On August 17, 2007, Plaintiff, an Albanian union electrician from Local 3, was employed by Urban Power and Lighting. His company was performing an electrical upgrade to various classrooms at Prospect Heights High School. On the date of his accident, Plaintiff entered a classroom on the third floor of the school. His job duties were to change the electrical components of an HVAC system, which were contained within the drop ceiling in the classroom. He had a 6 foot, A-Frame ladder with him, which was too short to perform this work. He noticed an eight foot ladder, which belonged to another trade. This ladder was inside the room that Plaintiff was in and was fully opened. Plaintiff decided to use this ladder to perform his work. He climbed the ladder up to the seventh rung and began working. Less than a minute later, the ladder started wobbling and it fell and the plaintiff fell as well. Plaintiff moved for summary judgment as to liability, pursuant to Labor Law Section 240(1), alleging that the Plaintiff was not provided with the proper protection within the meaning of the statute. Defendants cross moved for summary judgment claiming that the Plaintiff's action of using a ladder, belonging to a different trade was the sole proximate cause of his accident. They further alleged that Plaintiff was recalcitrant because he used a ladder belonging to a different trade, rather than going to his employer's storage area, where Plaintiff admitted, several ladders were available. Plaintiff presented an affidavit from his co-worker and partner which stated that the trades on this job site used each others ladders interchangeably. Summary Judgement was granted by Justice Mark Partnow on December 29, 2009.
Plaintiff fell approximately ten feet onto his back. He was taken via ambulance to Kings County Hospital, where he was admitted for three days. X-rays revealed a fractured right wrist, which required casting, closed fracture of the S1-S2 and transverse process fractures at L1, L2, and L3. He was released three days later. He underwent an MRI of his lumbar spine which revealed a herniated disc at L5-S1. He underwent physical therapy and epidural injections with no relief of his symptoms. He ultimately underwent a L5-S1 fusion. Due to a mal-union, caused by Plaintiff's cigarette smoking, Plaintiff was required to undergo another fusion at the L5-S1 level. He ultimately developed Complex Regional Pain Syndrome/RSD in his right foot. His pain management physician Dr. Bakshi would have testified that the CRPS was a direct result of the two lumbar surgeries that Plaintiff had underwent. Plaintiff would have claimed that he was totally and permanently disabled from his employment and any alternative employment.

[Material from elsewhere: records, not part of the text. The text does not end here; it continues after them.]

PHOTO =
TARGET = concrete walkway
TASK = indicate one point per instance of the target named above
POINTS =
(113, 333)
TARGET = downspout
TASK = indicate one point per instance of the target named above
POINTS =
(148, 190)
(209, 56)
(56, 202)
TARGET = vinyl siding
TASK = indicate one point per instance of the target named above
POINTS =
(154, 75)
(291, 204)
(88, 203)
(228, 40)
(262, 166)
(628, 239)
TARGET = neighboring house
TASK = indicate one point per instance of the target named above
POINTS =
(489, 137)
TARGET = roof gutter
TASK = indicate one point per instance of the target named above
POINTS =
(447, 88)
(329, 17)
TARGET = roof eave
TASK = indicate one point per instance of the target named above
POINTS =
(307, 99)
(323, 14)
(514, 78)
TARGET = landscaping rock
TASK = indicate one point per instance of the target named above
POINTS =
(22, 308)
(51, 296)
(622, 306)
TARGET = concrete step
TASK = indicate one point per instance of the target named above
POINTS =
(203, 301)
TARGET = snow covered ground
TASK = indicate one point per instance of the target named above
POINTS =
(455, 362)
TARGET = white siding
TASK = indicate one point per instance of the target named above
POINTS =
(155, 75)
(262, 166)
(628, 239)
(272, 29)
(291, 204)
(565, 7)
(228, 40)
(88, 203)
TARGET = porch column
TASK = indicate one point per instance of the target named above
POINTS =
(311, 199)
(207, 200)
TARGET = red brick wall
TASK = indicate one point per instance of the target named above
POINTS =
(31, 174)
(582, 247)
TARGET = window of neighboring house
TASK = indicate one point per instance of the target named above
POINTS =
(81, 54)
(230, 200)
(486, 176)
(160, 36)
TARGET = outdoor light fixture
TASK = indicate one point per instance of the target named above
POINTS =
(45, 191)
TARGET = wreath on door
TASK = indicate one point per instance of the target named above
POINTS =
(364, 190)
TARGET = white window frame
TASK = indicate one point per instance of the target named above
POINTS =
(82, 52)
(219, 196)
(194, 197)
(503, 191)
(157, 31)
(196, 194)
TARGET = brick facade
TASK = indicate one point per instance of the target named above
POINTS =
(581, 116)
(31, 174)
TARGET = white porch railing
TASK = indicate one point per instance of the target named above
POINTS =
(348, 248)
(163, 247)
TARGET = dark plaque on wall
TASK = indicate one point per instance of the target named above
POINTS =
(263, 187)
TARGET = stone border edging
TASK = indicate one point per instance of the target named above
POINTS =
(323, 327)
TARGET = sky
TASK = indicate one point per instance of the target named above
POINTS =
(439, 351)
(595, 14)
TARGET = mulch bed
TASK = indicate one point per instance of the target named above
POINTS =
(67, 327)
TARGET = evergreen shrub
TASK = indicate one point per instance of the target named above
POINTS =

Defendants' would have argued that Plaintiff's lumbar condition was pre-existing and unrelated to the subject accident. They would have introduced evidence that the plaintiff had been involved in a motor vehicle accident one year prior, which resulted in him going to a hospital and treating for cervical and lumbar pain up until four days prior to the subject accident and attending 92 Physical Therapy sessions as well as 87 chiropractic visits. They would have argued that the MRI taken immediately after his motor vehicle and the one taken after his ladder fall were identical in findings and that his doctors had found him disabled from working as a result of his motor vehicle accident. They would have argued that the competent producing cause of his lumbar condition and the resultant fusions were Grade 1 spondylolisthesis and spondylosis, pre-existing conditions not related to the subject accident. They would have also argued that Plaintiff did not tell the defense experts about his prior lumbar condition and prior motor vehicle accident and in fact did not even tell his own treating physicians. They would have further argued that, given the condition of Plaintiff's cervical and lumbar areas, he would not have been able to remain in his occupation for his entire work life expectancy. Their Vocational Rehabilitation expert would have testified that Plaintiff was a candidate for a sedentary type job, where he could potentially earn $45,000 per year.